Produce 101 Japan Shinsekai (プロデュースワンオーワンジャパン新世界; stylized in all caps) is the fourth season of the reality competition show Produce 101 Japan, the Japanese version of Produce 101. The show brings together 123 contestants with the intention of producing a permanent twelve-member boy group. It premiered on March 26, 2026, broadcasting in Japan via Lemino every Thursday at 21:00 JST (GMT+9) and concurrently globally via Mnet. The show concluded on June 6, finalizing the 12 debut members of KO1KEYZ.

The series is an official spin-off of the South Korean television series Produce 101 and is a co-production between Yoshimoto Kogyo and CJ E&M.

==Promotion and broadcast==
On July 16, 2025, the Produce 101 Japan social media accounts posted a teaser hinting a new season of the show. The next day, the new season was announced as a global audition for a new boy group. Applications opened on July 17, 2025, with an initial deadline of September 4, 2025. However, due to technical issues and the high traffic as the audition period was nearing its end, the deadline was extended to September 7, 2025.

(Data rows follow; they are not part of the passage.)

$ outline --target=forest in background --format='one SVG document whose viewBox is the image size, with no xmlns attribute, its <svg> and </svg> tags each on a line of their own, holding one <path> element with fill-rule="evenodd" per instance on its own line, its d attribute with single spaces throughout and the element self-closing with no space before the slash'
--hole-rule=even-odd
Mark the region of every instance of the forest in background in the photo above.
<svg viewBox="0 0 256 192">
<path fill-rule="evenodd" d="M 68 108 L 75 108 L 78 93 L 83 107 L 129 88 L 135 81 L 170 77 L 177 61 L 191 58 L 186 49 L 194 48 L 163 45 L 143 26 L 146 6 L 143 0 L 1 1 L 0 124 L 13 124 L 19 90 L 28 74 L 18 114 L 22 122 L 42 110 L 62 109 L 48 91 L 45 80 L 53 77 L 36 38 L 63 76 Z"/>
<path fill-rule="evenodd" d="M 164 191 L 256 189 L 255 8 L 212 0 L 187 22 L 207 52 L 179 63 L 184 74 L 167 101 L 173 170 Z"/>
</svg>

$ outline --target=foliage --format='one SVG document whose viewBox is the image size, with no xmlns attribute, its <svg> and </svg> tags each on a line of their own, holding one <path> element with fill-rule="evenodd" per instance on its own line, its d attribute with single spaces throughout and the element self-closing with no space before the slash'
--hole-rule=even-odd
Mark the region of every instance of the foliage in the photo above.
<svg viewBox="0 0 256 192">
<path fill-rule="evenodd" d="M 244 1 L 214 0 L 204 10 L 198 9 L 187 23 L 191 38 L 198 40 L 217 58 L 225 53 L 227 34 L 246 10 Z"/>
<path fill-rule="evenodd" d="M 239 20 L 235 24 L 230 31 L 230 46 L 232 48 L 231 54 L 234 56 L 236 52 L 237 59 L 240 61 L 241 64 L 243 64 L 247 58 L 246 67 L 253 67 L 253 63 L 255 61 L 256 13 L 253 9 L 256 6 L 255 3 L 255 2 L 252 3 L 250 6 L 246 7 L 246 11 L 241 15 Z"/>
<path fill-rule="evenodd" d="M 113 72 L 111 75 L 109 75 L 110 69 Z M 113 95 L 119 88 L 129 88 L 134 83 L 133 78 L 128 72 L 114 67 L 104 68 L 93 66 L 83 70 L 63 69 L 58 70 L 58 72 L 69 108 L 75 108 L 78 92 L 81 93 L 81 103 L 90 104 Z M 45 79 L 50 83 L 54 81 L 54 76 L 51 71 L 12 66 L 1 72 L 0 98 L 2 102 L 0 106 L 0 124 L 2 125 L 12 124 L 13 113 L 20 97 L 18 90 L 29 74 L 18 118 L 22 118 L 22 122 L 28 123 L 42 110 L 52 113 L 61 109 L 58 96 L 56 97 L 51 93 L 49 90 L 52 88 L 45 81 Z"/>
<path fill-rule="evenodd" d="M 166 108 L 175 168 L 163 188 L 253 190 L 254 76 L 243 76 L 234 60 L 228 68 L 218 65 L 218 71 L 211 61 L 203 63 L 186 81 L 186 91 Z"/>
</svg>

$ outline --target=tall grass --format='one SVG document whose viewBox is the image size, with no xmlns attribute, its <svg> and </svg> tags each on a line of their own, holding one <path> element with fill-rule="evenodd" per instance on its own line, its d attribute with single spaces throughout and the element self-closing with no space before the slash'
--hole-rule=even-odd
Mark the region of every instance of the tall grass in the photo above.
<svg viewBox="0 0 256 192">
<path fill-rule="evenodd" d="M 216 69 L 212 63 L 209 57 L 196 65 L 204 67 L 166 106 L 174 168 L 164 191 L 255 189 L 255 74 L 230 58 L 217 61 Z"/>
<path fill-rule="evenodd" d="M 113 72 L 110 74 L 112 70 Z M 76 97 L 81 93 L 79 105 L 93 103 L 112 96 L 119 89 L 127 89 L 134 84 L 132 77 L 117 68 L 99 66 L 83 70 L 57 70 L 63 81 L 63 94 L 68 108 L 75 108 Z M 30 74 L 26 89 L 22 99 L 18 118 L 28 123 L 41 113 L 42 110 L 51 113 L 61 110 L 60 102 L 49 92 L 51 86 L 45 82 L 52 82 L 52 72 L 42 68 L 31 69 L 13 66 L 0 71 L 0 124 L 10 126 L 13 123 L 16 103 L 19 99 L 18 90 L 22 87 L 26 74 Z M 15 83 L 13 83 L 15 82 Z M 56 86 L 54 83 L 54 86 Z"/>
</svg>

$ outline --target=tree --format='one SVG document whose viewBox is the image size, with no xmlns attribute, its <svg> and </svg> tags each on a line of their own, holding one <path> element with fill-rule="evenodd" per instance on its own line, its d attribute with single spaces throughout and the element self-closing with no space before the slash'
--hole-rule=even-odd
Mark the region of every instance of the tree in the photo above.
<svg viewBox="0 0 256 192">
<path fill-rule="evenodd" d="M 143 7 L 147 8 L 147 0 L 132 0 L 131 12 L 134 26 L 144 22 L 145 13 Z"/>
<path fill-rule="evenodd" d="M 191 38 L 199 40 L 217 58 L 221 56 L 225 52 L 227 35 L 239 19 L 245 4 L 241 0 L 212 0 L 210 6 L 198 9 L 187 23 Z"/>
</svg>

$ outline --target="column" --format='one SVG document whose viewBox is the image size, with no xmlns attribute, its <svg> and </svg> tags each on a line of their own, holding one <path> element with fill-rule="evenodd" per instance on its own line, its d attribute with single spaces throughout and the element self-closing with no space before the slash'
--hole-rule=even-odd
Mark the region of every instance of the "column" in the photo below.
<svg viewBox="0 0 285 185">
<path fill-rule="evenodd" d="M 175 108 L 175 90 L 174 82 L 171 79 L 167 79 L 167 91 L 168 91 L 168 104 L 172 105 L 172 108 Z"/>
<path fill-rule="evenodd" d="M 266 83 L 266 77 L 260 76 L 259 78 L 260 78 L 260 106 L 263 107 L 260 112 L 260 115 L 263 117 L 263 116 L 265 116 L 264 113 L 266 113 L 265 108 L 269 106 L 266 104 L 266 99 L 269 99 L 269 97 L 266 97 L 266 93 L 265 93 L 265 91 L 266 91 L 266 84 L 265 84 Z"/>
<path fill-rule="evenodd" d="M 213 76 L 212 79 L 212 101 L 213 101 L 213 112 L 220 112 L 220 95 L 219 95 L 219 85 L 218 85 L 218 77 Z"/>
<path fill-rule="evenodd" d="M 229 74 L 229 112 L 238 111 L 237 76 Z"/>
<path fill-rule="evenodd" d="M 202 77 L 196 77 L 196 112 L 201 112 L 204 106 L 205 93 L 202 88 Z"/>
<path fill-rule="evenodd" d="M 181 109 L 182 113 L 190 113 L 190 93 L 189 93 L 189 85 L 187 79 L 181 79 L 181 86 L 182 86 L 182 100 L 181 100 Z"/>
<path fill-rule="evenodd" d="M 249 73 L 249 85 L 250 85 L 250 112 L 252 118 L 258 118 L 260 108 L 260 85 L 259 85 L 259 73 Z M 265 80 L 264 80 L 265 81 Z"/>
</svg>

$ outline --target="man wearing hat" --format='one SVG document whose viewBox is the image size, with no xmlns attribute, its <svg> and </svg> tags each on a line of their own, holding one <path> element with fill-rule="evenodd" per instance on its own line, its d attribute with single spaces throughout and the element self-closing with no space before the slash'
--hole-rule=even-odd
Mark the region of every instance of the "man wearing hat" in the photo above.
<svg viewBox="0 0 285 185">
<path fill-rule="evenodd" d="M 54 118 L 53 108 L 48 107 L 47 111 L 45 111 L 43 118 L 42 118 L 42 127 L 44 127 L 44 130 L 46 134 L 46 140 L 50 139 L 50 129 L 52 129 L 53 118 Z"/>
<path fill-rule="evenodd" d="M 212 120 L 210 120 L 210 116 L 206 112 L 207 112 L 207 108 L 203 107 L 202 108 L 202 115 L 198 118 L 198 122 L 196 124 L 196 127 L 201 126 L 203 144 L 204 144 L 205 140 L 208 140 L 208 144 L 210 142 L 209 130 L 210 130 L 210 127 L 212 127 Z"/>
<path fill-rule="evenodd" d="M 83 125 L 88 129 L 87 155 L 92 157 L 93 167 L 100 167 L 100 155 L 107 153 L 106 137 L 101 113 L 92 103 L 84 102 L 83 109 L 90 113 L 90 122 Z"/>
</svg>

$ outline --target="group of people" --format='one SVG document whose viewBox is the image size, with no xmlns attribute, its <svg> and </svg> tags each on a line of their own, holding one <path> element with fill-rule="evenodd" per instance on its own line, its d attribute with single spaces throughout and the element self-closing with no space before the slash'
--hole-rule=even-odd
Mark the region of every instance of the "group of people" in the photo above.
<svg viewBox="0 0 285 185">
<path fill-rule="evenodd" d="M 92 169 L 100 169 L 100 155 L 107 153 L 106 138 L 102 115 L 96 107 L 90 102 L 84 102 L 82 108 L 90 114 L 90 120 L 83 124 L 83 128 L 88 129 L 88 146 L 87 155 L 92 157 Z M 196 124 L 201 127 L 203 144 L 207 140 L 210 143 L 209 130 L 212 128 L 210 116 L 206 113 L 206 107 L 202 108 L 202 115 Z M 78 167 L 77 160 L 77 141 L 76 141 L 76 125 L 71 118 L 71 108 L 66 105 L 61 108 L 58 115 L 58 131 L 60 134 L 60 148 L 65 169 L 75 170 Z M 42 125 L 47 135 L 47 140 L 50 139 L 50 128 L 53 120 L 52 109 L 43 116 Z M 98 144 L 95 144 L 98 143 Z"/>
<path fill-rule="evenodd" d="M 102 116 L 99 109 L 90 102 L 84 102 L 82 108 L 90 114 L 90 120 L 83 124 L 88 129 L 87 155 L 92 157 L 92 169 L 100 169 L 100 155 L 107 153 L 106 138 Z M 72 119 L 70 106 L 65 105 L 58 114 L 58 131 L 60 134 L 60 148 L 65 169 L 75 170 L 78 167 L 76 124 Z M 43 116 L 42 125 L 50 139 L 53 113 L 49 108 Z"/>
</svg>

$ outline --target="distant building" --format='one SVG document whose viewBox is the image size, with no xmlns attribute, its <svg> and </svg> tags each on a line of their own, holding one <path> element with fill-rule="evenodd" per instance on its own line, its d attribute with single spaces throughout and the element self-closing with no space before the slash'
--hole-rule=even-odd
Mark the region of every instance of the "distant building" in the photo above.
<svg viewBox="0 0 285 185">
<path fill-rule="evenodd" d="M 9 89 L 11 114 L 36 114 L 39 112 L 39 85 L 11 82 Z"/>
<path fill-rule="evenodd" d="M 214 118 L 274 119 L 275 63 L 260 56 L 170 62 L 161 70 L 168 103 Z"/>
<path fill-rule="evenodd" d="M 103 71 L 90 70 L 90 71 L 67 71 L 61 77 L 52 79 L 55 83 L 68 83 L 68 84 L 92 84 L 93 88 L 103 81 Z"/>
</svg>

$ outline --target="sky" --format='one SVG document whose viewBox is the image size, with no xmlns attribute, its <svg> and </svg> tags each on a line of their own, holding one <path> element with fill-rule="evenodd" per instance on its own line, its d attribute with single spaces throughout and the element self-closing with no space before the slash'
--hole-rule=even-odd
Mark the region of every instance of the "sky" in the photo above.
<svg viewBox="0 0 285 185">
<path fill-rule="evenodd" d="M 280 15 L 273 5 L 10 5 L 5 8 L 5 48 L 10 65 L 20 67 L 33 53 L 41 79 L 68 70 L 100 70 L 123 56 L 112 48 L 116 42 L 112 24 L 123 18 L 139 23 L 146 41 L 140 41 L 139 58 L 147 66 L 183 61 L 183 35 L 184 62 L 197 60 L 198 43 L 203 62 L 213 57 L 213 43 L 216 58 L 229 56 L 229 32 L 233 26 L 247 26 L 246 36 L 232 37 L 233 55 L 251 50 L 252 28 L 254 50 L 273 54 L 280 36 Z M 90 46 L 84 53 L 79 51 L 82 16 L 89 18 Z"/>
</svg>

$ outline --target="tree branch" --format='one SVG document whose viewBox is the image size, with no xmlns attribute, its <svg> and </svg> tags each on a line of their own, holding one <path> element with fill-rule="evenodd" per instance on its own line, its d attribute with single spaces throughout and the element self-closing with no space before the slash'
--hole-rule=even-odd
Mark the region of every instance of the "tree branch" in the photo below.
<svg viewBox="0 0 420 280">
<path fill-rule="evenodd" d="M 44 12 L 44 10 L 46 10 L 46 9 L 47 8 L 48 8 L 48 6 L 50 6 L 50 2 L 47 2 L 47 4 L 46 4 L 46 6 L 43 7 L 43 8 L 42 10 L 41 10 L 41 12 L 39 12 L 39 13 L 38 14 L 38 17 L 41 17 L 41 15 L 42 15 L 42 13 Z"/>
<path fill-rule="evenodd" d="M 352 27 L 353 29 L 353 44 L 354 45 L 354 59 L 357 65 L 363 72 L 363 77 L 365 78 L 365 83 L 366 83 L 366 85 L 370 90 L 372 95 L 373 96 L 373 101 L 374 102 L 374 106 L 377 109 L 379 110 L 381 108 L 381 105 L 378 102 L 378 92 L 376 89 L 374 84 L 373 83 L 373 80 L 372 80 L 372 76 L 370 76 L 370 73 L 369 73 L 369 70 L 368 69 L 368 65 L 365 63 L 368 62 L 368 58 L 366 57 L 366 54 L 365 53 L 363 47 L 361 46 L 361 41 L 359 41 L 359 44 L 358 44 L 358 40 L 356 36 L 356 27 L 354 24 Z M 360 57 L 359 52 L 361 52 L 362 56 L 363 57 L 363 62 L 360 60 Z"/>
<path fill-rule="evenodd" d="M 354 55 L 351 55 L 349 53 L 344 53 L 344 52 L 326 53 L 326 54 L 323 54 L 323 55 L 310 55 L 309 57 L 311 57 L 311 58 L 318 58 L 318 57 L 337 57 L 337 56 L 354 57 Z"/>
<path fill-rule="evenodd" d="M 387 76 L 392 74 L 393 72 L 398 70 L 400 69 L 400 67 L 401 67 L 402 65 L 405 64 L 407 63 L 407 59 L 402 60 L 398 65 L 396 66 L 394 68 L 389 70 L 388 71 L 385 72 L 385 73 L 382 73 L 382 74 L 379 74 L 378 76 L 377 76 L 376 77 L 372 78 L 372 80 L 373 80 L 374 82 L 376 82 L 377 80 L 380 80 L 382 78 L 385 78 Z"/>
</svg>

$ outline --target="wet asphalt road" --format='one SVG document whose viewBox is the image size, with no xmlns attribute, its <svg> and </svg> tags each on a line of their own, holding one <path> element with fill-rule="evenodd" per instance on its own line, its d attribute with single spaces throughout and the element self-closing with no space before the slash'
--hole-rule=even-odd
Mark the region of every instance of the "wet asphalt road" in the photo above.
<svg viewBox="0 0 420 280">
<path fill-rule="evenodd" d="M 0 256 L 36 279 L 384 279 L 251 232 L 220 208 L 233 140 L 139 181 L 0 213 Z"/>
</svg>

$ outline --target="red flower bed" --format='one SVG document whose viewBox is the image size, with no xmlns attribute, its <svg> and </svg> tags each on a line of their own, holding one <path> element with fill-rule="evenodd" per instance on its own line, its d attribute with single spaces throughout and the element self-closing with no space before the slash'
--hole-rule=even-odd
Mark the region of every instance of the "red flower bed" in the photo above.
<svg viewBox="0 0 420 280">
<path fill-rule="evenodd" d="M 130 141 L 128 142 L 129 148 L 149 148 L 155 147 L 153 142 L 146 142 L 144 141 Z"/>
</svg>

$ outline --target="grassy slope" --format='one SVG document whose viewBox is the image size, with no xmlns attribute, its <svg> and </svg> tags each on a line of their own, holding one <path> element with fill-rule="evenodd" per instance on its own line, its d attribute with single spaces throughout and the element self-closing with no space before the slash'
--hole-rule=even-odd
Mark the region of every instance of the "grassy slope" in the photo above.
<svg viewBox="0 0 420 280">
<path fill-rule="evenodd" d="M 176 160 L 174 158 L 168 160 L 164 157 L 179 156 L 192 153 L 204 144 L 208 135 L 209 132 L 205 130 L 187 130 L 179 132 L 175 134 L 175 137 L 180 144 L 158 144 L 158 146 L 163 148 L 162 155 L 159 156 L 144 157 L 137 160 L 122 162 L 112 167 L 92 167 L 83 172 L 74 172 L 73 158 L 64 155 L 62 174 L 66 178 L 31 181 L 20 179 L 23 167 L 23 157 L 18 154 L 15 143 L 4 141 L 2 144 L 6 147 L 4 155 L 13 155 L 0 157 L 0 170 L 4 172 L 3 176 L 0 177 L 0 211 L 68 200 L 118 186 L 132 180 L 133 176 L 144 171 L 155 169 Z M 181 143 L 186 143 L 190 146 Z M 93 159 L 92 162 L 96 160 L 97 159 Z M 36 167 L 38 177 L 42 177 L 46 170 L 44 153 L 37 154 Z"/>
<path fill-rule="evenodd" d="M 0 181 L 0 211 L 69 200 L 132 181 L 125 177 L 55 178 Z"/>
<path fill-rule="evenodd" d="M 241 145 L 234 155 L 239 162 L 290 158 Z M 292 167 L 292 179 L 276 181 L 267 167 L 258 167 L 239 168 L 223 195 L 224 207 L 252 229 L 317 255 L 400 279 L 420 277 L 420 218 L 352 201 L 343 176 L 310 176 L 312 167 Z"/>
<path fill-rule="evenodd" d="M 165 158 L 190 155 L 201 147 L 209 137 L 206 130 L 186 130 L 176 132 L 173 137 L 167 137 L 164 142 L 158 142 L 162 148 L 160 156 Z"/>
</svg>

On January 23, 2026, Nakasone Rino, Kevin Woo, and Kaita were revealed as trainers. Adachi Yuto and Kawabata Kaname were also revealed the following day. On January 30, the first forty trainees were revealed. Forty-three more trainees were revealed the next day. On February 1, a twist called "101 Pass" was announced: thirty-eight "trainee candidates" were revealed, meaning twenty of them had to be cut to fit the show's 101 format. National producers and Sekai producers could vote their favorite 11 candidates out of those thirty-eight every day from February 2 to 4 using their d account or on the Mnet Plus app. The 20 least-voted trainee candidates were eliminated before the show started. To help fans decide, introduction videos for the trainee candidates were uploaded to the official Produce 101 Japan YouTube channel. On February 3, 1-minute PR videos for all 121 participants were uploaded.

On February 11, Dean Fujioka was announced as the season's national producer representative. In addition, audience recruitment for the first on-site evaluation opened. On the following day, Korean celebrity Choi Sooyoung was revealed as the season's sekai producer representative, a new role in the series. On February 19, the theme song "Shinsekai" was released digitally, alongside the performance video featuring the 101 trainees. Fancams of the full trainees except Hori Eito were uploaded on February 22. On the same day, it was announced that Hori Eito and Sakurai Hikaru had left the show due to personal reasons. Their profiles on the website and PR videos on YouTube were removed.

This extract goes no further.